だから本当の事を言って一旦引かせる作戦に出る。
「まだってどう言う事?」
マスク女が首を傾げる。
その質問にはクウェイルが応える。
「そのままの意味よ。まだ、その上級悪魔って奴に目覚めていないの。でも、どうして上級悪魔だと貴女の事を知ってるの?」
返事をせず、じっとクウェイルを見詰める怪盗。
怪盗の瞳は透き通るような青。
綺麗だが、マスクのせいで間抜けだ。
「……なるほど、人間との混血か。臭いは古いけど、見た目通りの年齢なのね。となると、貴女の親に当たるのが良いかな?」
「残念。両親は死んでる」
無表情で肩を竦めるクウェイル。
先祖の事を言わないのは正解だろう。
「まぁ良いわ。ちょっと長居し過ぎているから、今日の所は引く。でも、貴女の事を徹底的に調べてから、また会いに行く。待っててね」
ウインクした怪盗は、おもむろにマスクを脱いだ。
長い金髪が広がると同時に、その頭から白い煙幕が噴き出す。
「うわっ!」
「キャッ」
創流とクウェイルが怯んだ直後、鈴の音がけたたましく鳴った。
唯一の出入り口が開けられた様だ。
しかし、地下室のドアはクウェイルが鍵を掛けていた筈。
となると、無理矢理破って出て行ったのか?
「クソッ!逃げる時は強引だな!」
追い掛けようと一歩踏み出したらテーブルの脚に蹴躓いた。
そして何かが落ちる音。
ベチャっと言う水っぽい感じだったので、テーブルの上に置いたホットケーキが落ちてしまった様だ。
煙幕のせいで足元も見えない。
そうしてマゴマゴしていたら、遠くでガラスが割れる音が聞こえて来た。
「窓を割って逃げた、のか?くそ、バイト失敗だ……」
これ以上は動く意味が無いので、煙幕の中で立ち尽くす創流。
数秒後、物音を聞き付けた女の子達が騒ぎ出した。
煙幕が上がって行っているらしく、火事ではないかと叫んでいる。
そのお陰で地下室の煙が薄くなって来た。
「失敗は失敗。

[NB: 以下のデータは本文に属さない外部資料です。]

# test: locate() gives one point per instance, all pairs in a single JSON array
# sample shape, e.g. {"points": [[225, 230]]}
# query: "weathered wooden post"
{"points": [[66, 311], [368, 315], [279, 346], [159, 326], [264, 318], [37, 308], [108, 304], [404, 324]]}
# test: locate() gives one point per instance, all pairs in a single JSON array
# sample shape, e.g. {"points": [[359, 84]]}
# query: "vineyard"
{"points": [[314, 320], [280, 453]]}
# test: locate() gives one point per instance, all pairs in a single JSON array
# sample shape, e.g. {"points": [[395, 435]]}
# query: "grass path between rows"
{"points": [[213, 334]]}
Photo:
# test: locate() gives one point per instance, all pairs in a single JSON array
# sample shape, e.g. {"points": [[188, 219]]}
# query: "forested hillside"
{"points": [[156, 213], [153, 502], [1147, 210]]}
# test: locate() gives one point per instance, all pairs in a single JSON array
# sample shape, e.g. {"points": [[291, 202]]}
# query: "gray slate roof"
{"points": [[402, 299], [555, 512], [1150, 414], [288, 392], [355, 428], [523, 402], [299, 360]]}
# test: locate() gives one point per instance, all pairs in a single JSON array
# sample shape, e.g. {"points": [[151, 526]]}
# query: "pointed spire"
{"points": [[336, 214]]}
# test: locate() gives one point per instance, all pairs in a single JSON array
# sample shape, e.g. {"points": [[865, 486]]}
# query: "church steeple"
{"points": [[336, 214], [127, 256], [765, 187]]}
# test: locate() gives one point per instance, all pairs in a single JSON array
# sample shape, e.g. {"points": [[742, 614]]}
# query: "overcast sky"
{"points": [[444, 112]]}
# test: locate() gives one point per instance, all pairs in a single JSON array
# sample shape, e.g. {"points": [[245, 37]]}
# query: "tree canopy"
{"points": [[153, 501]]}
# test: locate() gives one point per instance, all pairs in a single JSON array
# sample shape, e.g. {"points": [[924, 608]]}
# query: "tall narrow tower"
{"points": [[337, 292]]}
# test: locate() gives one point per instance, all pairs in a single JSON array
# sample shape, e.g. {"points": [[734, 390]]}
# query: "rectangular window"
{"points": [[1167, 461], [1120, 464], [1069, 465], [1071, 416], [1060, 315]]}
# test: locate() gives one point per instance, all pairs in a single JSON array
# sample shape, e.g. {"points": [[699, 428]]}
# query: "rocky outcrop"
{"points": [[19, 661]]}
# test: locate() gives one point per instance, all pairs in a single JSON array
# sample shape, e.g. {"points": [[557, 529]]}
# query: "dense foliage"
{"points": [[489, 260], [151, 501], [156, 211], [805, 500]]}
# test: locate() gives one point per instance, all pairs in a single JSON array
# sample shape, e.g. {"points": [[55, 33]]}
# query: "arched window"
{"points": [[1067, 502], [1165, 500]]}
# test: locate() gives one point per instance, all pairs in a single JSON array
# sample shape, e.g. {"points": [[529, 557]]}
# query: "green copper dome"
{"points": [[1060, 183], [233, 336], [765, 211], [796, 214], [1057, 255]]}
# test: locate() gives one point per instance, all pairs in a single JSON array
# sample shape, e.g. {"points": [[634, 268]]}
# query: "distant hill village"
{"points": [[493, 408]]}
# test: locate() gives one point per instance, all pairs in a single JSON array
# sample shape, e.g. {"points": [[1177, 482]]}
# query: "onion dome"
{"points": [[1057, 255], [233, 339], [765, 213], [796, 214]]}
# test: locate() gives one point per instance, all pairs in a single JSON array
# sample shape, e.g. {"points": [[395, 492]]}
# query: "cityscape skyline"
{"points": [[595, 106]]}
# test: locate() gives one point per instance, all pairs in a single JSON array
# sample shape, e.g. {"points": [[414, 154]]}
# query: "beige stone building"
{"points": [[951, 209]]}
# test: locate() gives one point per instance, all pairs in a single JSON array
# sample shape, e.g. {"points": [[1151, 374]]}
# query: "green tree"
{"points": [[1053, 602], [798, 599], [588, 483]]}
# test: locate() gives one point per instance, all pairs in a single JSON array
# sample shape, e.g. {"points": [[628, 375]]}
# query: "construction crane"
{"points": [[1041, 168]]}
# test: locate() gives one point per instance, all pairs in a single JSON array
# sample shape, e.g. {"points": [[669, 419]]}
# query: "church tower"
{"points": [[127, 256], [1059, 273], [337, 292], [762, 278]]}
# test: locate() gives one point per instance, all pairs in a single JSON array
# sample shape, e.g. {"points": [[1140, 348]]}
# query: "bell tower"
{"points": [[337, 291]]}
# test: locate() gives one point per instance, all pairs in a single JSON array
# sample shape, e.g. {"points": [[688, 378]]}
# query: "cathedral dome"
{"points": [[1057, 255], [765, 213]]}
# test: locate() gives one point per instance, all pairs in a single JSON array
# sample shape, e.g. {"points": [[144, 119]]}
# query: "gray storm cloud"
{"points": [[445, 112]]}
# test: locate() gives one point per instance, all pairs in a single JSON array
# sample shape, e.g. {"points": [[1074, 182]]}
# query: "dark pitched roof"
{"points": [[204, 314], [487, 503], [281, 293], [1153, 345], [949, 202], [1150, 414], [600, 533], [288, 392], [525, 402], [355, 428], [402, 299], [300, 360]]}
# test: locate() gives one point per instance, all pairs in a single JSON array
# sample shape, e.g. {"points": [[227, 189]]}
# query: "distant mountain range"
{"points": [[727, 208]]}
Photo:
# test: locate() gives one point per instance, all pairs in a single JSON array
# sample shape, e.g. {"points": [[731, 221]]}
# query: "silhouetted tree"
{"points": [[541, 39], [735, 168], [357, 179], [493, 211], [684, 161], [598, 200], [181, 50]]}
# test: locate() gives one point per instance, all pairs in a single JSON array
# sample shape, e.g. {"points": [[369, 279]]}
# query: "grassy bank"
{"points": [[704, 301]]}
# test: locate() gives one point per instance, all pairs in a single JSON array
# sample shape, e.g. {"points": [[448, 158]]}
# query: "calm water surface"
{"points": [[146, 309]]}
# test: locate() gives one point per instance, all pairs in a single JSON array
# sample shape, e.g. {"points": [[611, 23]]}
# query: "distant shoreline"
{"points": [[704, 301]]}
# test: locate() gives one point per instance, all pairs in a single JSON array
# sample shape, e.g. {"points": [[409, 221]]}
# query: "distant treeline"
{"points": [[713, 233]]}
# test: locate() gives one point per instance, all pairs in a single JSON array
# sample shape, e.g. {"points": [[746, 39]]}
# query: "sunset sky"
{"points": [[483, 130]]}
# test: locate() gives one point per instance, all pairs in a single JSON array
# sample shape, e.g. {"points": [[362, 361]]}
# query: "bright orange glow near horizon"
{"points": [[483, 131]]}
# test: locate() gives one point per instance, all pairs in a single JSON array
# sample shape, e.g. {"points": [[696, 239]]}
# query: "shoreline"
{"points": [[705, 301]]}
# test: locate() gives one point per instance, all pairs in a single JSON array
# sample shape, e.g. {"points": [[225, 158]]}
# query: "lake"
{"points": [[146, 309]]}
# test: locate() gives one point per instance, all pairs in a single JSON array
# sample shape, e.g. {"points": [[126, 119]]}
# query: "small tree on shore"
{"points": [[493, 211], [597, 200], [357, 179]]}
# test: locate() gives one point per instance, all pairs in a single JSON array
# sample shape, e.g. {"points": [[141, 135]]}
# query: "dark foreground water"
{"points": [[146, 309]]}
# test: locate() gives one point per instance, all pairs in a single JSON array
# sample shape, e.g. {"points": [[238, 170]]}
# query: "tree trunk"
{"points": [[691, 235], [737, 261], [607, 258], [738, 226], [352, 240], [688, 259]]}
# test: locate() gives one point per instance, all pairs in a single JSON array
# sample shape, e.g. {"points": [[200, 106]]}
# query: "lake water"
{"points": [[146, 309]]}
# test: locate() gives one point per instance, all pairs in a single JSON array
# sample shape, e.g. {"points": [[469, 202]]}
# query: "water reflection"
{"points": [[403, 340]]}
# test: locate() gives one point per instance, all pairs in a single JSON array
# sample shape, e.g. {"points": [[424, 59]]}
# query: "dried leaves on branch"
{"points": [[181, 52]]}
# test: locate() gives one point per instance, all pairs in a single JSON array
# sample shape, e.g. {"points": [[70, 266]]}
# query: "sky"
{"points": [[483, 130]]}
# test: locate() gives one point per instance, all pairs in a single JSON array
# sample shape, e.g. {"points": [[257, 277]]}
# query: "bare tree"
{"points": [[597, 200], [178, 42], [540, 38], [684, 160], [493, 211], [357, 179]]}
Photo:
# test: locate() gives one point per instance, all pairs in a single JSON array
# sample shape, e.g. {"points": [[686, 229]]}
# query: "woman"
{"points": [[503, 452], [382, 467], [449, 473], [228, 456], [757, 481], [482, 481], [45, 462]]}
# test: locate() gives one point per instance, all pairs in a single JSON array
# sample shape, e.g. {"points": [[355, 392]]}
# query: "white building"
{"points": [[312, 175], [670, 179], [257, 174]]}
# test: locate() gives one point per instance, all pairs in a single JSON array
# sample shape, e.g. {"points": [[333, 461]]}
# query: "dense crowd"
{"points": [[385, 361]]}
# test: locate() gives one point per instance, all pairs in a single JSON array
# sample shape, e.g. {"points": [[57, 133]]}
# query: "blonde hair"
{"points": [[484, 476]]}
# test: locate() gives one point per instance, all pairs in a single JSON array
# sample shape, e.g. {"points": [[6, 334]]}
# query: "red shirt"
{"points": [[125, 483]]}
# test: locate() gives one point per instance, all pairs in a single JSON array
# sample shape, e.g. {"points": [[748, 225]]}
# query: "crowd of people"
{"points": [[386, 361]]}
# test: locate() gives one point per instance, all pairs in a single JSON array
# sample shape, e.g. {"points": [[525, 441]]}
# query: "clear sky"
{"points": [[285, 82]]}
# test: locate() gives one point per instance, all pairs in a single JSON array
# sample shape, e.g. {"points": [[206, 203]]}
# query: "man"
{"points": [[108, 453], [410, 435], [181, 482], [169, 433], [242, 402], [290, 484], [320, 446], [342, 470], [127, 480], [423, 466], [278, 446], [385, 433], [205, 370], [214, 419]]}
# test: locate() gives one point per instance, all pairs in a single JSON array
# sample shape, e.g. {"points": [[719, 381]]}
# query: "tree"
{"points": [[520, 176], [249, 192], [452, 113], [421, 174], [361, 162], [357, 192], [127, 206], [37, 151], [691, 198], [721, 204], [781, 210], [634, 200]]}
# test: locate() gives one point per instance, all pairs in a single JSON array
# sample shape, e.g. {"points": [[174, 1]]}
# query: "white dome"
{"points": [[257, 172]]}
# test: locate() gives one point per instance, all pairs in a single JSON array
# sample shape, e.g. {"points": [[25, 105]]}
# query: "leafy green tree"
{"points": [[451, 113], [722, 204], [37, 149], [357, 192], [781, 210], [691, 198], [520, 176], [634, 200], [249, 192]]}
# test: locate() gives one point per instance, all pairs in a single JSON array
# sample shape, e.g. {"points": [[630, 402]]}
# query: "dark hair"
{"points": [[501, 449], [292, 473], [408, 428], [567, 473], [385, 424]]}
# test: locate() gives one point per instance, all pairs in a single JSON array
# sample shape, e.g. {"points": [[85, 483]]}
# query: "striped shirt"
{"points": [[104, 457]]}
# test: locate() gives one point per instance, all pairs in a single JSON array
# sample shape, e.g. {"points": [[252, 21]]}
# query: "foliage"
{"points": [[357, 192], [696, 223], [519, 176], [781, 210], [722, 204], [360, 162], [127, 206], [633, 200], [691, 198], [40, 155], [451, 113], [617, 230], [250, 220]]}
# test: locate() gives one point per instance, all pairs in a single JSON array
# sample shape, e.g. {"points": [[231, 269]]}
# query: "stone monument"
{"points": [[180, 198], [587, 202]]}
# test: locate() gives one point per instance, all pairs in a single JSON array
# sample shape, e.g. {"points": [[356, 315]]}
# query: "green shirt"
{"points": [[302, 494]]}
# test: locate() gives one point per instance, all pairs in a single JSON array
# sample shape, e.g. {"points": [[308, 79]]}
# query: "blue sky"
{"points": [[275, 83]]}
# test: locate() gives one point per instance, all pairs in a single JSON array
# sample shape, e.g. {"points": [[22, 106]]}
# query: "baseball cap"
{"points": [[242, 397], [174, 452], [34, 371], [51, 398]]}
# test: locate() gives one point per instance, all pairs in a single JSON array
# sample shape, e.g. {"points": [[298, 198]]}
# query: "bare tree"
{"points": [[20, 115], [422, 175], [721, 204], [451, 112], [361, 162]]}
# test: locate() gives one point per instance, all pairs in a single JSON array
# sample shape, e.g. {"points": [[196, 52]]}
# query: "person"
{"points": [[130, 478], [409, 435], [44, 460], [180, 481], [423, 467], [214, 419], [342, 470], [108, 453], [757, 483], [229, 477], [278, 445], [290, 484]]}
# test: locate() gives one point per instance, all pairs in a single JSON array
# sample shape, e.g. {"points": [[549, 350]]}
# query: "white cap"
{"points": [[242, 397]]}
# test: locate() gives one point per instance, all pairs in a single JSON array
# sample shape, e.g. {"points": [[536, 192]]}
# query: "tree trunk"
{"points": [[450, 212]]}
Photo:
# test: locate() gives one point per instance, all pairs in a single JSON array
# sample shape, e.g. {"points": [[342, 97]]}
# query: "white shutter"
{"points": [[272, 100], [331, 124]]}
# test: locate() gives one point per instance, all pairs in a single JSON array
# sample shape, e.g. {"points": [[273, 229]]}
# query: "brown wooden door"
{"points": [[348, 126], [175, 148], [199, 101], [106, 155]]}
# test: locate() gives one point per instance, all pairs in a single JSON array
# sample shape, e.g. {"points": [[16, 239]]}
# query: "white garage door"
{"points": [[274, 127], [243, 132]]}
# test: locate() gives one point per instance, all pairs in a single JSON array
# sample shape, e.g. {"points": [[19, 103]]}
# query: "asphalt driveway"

音子に謝ろう。今はお互いの無事を喜ぼうよ」
メイド姿のクウェイルは、仁王立ちでそう言った。
危機が去って気が抜けたのか、怪盗より薄い色の金髪が僅かに乱れている。
「そうだね。後片付けも必要だ」
ダメになったキーボードとホットケーキを見て溜息を吐く創流。
ダブルで勿体無い。
「創流はエアコンを点けて煙を外に出して。私は上に行って適当に言い訳するから」
視界が晴れた階段を登って行くクウェイル。
怒っているのか機嫌が悪いのか、ぶっきらぼうな喋り方がクウェイルらしくない。
クウェイルが負の感情を表に出すのはこれが初めてじゃないだろうか。
残された創流は、彼女にあんな態度を取らせてしまった己の無力さに歯噛みをした。